Companies who wish to benefit from consumers personal data should consider providing benefits in return for ‘opt-in.’ The reality is that most consumers do not value their personal data particularly highly and will often agree to share their data for a small incentive. If enterprises are transparent and up-front, then consumers will be more willing to part with their data.

Once GDPR is implemented, it’ll be interesting to see how far the EU goes in identifying and penalising firms that breach the new regulations. Considering the regulations are still somewhat ambiguous, I wonder how the regulations will stand up to legal challenge.

Digital Security

The surface area for security attacks is growing quickly as intelligent devices, chat interfaces and digitisation continue to advance.

Machine learning and chat interfaces are often black box which means it's hard to tell when they have been compromised and begin providing results that are at the whim of an attacker. This could lead to attacks that go undetected for a long time, so it's vital enterprises learn to secure these systems.
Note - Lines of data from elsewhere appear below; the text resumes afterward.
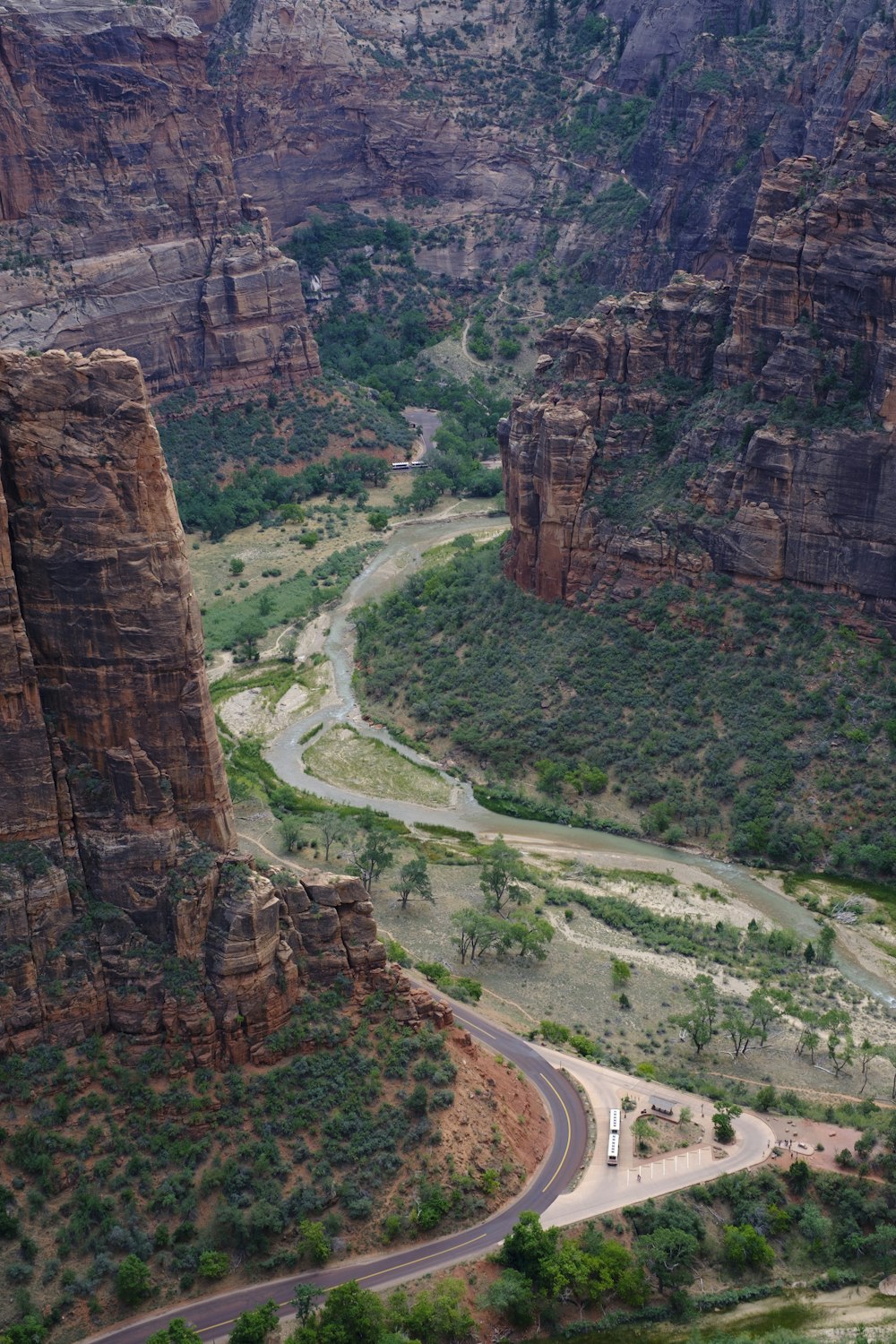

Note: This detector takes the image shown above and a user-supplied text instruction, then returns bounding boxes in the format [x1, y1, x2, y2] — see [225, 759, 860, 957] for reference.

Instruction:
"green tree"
[479, 836, 530, 916]
[229, 1300, 280, 1344]
[348, 808, 395, 892]
[611, 957, 632, 989]
[395, 854, 435, 910]
[290, 1284, 321, 1325]
[314, 1279, 385, 1344]
[858, 1037, 883, 1097]
[498, 1211, 560, 1290]
[146, 1316, 202, 1344]
[754, 1083, 778, 1113]
[815, 924, 837, 967]
[669, 975, 719, 1054]
[723, 1223, 775, 1271]
[296, 1218, 332, 1265]
[794, 1204, 831, 1255]
[199, 1252, 229, 1279]
[317, 811, 349, 863]
[498, 914, 554, 961]
[478, 1269, 535, 1331]
[404, 1279, 476, 1344]
[637, 1228, 700, 1293]
[712, 1105, 740, 1144]
[452, 906, 505, 967]
[116, 1254, 151, 1306]
[234, 615, 266, 663]
[720, 1004, 753, 1059]
[632, 1116, 659, 1153]
[747, 986, 780, 1046]
[785, 1158, 812, 1195]
[828, 1031, 853, 1078]
[280, 816, 305, 854]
Increasingly DevSecOps is being viewed as the next step in the DevOps journey -- security should be part of the culture of a team, and tooling should support this. It’s therefore important that developers, architects and testers learn to threat model and write security tests, while tools should be used for automated scanning to detect vulnerabilities. With the whole team considering security throughout, the true security ‘experts’ can focus their energy on performing constant penetration testing and simulation.

Growth of Blockchain 

When it comes to Blockchain, my fear is that the industry is adding to the hype that is causing over application and technology envy. There is no denying that a small number of enterprise organisations have production Blockchain implementations, but this is not to suggest it is ‘enterprise-ready’. 

Currently, enterprise-ready technologies feature an advanced ecosystem of third-party tools and have withstood numerous production implementations -- areas that Blockchain has not yet successfully navigated.

Nevertheless, Blockchain is certainly one to watch out for. Public cloud vendors are taking complexity out of creating and running nodes and networks with PaaS offerings and quick-starts and the tooling ecosystem is being developed.

It is important that enterprises also duly consider less complex technologies for implementation of production solutions. Businesses should be investing in experimentation, up-skilling and proof of concepts to validate the applicability of Blockchain to specific use cases they may have.

Cloud Computing vs. Edge Computing

As technology advances, naturally we will see an increase in intelligent devices running smarter capabilities such as deep learning inference. In many such cases the latency of response is important and thus a round trip to the cloud, often a distance away, is inefficient, driving the implementation of edge computing.

My belief is that supporting edge computing will actually help cloud providers gain greater market share for the things that really are cloud workloads. A good example is Amazon Greengrass which now supports running deep learning inference at the edge, while integrating with its other tools. This means that you are more likely to use Amazon Web Services to do the data processing and training to create the models to then push out to the intelligent devices.

Final thought

Be in no doubt; these six areas will be majorly evolving, even dominating over the next 12 months -- our IT consultancy will be ready for them. Will yours?